Learn best practices for aligning your SBOM with the executive order

One of the requirements of Executive Order 14028, issued in May 2021 and designed to improve the nation’s cybersecurity, is that software producers who supply the federal government provide a software bill of materials (SBOM) for each product.

An SBOM is a formal record containing the details and supply chain relationships of various components used in building software products. Developers often create products by assembling existing open source and commercial software components, and the SBOM enumerates these components in a product.

SBOMs enable developers and users of a piece of software to make sure that components are up to date, and to respond quickly to new vulnerabilities that might emerge.

How can organizations be sure to align their SBOMs with the executive order? Here are some best practices.

Adhere to the Executive Order’s Minimum Elements for an SBOM

The Executive Order directed the U.S. Department of Commerce and National Telecommunications and Information Administration (NTIA) to publish the “minimum elements” for an SBOM, and in 2021 Commerce disclosed these elements.

The minimum elements are the essential pieces that support basic SBOM functionality, and will serve as the foundation for an evolving approach to software transparency, according to a report by the Commerce Department. These minimum elements comprise three broad, interrelated areas: data fields, automation support and practices and processes.

Data fields include document baseline information about each component that should be tracked, such as supplier, component name, version of the component, other unique identifiers, dependency relationship, author of SBOM data, and timestamp.

Practices and processes includes defining the operations of SBOM requests, generation and use including frequency, depth, known unknowns, distribution and delivery, access control and accommodation of mistakes.

Automation support is so important it warrants separate mention.

Use Automation to Meet SBOM Requirements

The Executive Order requires software inventories to be automatically generated in a machine-readable format.
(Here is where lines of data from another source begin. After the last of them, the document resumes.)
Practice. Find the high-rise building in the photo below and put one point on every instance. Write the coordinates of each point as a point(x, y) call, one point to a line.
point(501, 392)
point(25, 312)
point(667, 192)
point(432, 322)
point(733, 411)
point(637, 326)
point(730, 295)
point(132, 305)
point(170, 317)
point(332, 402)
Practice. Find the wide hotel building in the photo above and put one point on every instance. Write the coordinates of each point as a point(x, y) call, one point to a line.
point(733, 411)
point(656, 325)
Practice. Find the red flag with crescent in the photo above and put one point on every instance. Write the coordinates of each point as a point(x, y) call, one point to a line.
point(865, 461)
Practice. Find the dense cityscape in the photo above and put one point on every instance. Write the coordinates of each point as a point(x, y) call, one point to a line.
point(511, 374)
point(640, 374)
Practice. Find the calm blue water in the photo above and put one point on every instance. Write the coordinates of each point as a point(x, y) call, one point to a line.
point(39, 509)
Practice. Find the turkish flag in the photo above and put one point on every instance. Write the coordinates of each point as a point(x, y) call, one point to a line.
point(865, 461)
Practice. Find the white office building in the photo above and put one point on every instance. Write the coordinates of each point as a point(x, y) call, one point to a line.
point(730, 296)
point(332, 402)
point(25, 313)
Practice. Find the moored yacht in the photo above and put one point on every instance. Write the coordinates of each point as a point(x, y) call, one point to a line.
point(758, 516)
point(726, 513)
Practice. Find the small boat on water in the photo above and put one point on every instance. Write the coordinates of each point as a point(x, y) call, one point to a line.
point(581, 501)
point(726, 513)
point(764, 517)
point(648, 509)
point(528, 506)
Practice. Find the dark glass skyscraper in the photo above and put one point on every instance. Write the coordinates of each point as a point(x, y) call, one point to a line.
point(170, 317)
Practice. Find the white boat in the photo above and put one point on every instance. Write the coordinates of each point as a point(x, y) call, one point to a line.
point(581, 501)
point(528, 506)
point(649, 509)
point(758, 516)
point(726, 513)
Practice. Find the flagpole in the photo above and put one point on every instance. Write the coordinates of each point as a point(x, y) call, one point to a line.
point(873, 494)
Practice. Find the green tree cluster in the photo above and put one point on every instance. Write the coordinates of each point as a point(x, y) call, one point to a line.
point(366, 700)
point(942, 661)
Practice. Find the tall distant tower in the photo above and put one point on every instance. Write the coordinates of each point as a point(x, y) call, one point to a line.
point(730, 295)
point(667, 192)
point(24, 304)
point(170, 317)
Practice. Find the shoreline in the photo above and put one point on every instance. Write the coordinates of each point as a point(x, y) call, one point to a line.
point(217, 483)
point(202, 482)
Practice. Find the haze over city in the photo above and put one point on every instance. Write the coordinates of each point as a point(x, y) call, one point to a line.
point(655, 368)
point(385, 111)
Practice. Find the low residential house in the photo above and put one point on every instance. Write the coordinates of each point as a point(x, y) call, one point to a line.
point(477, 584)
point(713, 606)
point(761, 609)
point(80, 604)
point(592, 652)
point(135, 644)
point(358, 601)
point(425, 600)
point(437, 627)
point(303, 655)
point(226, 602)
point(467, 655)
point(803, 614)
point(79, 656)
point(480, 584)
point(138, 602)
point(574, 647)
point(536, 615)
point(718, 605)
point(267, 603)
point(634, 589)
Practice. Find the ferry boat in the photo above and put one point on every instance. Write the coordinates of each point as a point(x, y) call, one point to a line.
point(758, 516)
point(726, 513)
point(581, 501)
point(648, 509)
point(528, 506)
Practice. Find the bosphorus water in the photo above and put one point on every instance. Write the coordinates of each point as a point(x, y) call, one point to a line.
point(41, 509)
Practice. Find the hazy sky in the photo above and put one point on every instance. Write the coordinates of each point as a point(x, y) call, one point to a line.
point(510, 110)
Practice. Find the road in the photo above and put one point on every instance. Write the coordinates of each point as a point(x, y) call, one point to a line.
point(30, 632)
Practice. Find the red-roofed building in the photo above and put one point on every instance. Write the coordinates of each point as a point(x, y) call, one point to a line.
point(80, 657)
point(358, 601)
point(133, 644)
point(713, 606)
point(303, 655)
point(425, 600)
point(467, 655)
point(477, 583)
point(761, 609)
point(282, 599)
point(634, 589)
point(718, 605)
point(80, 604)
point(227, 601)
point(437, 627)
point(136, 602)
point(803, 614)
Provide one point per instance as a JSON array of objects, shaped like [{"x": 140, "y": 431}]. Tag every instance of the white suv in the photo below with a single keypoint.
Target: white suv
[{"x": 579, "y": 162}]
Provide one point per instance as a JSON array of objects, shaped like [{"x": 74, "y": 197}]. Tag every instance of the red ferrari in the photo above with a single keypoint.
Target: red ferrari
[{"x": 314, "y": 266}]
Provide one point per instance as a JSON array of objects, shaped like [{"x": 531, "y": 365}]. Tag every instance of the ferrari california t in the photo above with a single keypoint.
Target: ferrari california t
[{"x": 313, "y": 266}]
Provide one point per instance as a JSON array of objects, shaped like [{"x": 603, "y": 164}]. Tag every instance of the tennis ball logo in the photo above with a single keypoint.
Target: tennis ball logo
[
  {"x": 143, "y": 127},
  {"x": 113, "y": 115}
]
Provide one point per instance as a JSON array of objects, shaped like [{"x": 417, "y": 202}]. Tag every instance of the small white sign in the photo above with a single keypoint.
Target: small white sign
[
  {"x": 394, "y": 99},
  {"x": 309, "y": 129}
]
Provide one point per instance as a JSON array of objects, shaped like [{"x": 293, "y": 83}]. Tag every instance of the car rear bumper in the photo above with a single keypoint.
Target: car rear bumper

An SBOM that does not support automation will not be compliant with requirements.

The Commerce Department specifically mentions supporting automatic generation and machine-readability to allow for scaling across the software ecosystem. Data formats used to generate and consume SBOMs include SPDX, CycloneDX, and SWID tags.

SBOMs should be automated as well as dynamic. When evaluating SBOM tools, organizations should look for capabilities such as the ability to build a live inventory of all its software components, everywhere and at any point in the software development lifecycle; search and find vulnerable components across billions of files; use runtime analysis to know if detected bugs are exploitable in a specific environment; export and share SBOMs in standard formats; and continuously monitor and update SBOMs in real-time to account for changes as they’re introduced.

Keep Up with Future SBOM and Compliance Developments

As the Commerce Department report notes, SBOM is an emerging technology and practice.

“The foundation for a more complete approach to securing the software supply chain is to securely capture details from across the software lifecycle, with cryptographic assurance,” the report says. “The minimum elements of SBOM starts this process, but there is more to do.”

Capturing more metadata is helpful, it says, “but effectively using this data requires automation, and automation requires the potential for both automated consumption and policy enforcement. This will require not just machine readability, but also semantic interpretation, which in turn will require further work on data specifications and standardization.”

It behooves security leaders and others involved in the SBOM process to stay on top of new developments in this area.